Mais en analysant les ADN anciens de deux oiseaux-éléphants fossiles de Madagascar, Mitchell et ses collègues ont découvert qu’ils étaient proches des kiwis de Nouvelle-Zélande, mais éloignés des autruches africaines (cette recherche est publiée dans Science du 23 mai). Ce résultat inattendu suggère que l’évolution des ratites ne s’est pas faite à partir d’un ascendant unique implanté au Gondwana. A l’opposé, les grands groupes de ratites auraient évolué séparément, après la dispersion de leurs ancêtres qui volaient. Autrement dit, la perte du vol et l’augmentation de la taille se serait  produite à plusieurs reprises dans des lieux différents, par un processus de « convergence » et non par une évolution unique.

Illustration 2
Reconstitution d'un moa (1907) © George Edward Lodge

Une autre étude génétique toute récente, menée par Oliver Haddrath, du Musée Royal de l’Ontario, confirme cette hypothèse car elle montre que certains des ratites sont très proches des tinamous, qui eux peuvent voler.
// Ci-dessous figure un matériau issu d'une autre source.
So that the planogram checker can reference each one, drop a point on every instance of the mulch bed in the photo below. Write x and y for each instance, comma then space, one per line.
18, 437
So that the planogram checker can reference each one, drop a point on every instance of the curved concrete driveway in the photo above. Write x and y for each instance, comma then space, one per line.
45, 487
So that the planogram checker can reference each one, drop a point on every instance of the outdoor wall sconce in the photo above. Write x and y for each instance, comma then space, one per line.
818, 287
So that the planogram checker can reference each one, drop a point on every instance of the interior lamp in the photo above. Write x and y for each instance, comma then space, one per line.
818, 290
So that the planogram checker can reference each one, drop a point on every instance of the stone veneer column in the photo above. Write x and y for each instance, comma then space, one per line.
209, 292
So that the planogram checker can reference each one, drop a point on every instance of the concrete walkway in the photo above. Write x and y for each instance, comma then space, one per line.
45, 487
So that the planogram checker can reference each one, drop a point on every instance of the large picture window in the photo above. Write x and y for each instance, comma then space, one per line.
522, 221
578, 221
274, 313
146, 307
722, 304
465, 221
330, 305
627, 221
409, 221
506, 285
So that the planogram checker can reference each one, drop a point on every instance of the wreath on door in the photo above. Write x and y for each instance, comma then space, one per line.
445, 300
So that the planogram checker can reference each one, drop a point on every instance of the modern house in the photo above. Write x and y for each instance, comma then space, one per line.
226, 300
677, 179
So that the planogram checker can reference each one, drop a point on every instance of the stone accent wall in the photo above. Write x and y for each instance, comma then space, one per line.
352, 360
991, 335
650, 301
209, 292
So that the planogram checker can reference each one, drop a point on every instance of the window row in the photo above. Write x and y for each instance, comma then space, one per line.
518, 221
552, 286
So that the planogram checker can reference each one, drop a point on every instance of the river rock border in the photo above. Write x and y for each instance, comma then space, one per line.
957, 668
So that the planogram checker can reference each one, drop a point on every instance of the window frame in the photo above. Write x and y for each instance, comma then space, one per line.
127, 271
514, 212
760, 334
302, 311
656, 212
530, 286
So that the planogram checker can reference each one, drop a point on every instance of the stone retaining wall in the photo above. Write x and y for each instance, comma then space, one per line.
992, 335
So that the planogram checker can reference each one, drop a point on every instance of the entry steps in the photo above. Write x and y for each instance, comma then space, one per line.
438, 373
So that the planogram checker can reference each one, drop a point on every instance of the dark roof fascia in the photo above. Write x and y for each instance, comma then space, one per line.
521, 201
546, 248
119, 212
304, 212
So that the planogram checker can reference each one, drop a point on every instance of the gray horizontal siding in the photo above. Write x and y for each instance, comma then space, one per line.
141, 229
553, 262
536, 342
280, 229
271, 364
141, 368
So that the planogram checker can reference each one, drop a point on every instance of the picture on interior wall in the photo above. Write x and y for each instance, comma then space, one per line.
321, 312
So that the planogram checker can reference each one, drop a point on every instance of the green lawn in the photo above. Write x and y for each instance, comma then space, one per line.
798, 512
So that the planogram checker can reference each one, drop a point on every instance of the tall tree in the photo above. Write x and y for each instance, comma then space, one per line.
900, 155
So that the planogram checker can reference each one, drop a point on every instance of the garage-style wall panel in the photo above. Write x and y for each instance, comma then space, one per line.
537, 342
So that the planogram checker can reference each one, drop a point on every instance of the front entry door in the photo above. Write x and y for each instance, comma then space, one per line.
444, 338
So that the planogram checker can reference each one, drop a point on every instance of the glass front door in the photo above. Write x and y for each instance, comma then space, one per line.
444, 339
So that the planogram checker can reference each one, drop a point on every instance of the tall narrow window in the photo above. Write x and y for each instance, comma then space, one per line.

De plus, selon Mitchell, les ancêtres sud-américains des casoars étaient déjà grands et dépourvus d’aptitude au vol lorsque la lignée des tinamous est apparus.

En résumé, si les ratites sont devenus de gros oiseaux terrestres, inaptes au vol mais doués pour la marche et la course, ce n’est pas parce qu’ils ont hérité d’un ratage de l’évolution, mais par opportunisme : ils se sont installés sur des îles où ils ont exploité la niche écologique des grands herbivores diurnes, abandonnée après la disparition des dinosaures, et ont prospéré dans la mesure où ils n’ont pas rencontré de prédateurs. En fait, la politique (évolutive) de l’autruche s’est révélée une stratégie gagnante tant que l’homme n’est pas venu la mettre en échec.